黒糖焼酎業界、県PR事業に期待

県の本格焼酎需要回復・消費拡大キャンペーン事業は、黒糖焼酎浸透が課題となっている未開拓地域での重点的な取り組みが期待されている

東北など未開拓地支援を

 2019酒造年度(19年7月~20年6月)の県産本格焼酎の需給状況が発表され、出荷量は7年連続で前年を下回り、02年度以来17年ぶりに10万㌔㍑を割り込んだことが明らかになった。新型コロナウイルス感染症により首都圏を中心とした業務用の落ち込みが影響している中、県は支援事業に乗り出す。奄美の黒糖焼酎業界からは、支援の在り方として黒糖焼酎があまり浸透していない東北など未開拓地でのPR期待が挙がっている。

 県は、14日開会する県議会9月定例会に提案する補正予算案に「鹿児島県本格焼酎需要回復・消費拡大キャンペーン事業」(8262万円)を盛り込んでいる。コロナ影響を受けている業界を支援しようと、県酒造組合などと連携して消費拡大キャンペーンを実施するもの。

 黒糖焼酎を含む本格焼酎のPRイベントはこれまで首都圏などにある百貨店等での物産展に合わせて開催され、実際に味わってもらうことで他のアルコールとの違い(香り・品質)を認識してもらおうと試飲が重視された。一般的に知られていない認知度不足を補う手段となっていたが、試飲の機会が提供できたPRイベントはコロナ禍で開催できない状況となっている。そこで今回のキャンペーンでは県産本格焼酎購入で特産品などが当たる懸賞や、新しい飲み方を提案するPR動画制作が予定されている。

 県が計画するキャンペーンについて黒糖焼酎業界からは「県外での需要を高めなければ出荷量は伸びない。国内で黒糖焼酎があまり飲まれていない(知られていない)のが北関東、東北、北海道といった地域。こうした地域は日本酒を温かくして飲む燗酒=かんざけ=(ぬる燗や熱燗)が親しまれており、黒糖焼酎も冬場はお湯割りで飲まれていることから、お湯で割って飲んだ方が健康的にも経済的にも良いことをPRできないか。飲み方の提案では、黒糖焼酎もお湯割りで楽しめることを未開拓の地でのPR方法としてお願いしたい」との要望が出ている。メーカー個々での取り組みは限界があるだけに、業界と一体となっての県の支援策が期待されそう。

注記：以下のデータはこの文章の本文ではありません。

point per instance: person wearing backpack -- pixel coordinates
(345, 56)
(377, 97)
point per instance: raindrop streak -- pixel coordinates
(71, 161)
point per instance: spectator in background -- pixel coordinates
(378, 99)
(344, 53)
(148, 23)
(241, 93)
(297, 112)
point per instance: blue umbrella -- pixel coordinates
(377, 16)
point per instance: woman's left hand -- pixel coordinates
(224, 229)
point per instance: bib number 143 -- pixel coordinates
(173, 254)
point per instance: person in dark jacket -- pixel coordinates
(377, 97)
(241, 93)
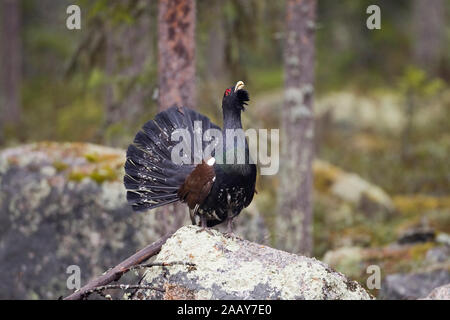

 なお、県酒造組合の発表によると、県内113社の出荷量(アルコール25度換算)は前年より6・0%少ない9万5093㌔㍑。県外向けが7・2%減、県内向けが4・2%減と、県外の減少割合が上回っている。県外では特に、関東向けが11・6%減と落ち込みが目立った。巣ごもり需要で全国的に手軽さや処理のしやすさから紙パック商品が伸びているが、紙パック対応は大手業者など一部に限られ県内業者の3分の2が瓶商品のみのため、落ち込みをカバーできなかったとみられている。原料別(実数換算)では、芋6万7012㌔㍑(前年比8・1%減)、黒糖焼酎7122㌔㍑(同1・0%減)、麦1万9836㌔㍑(同0・1%減)、米984㌔㍑(同4・2%増)だった。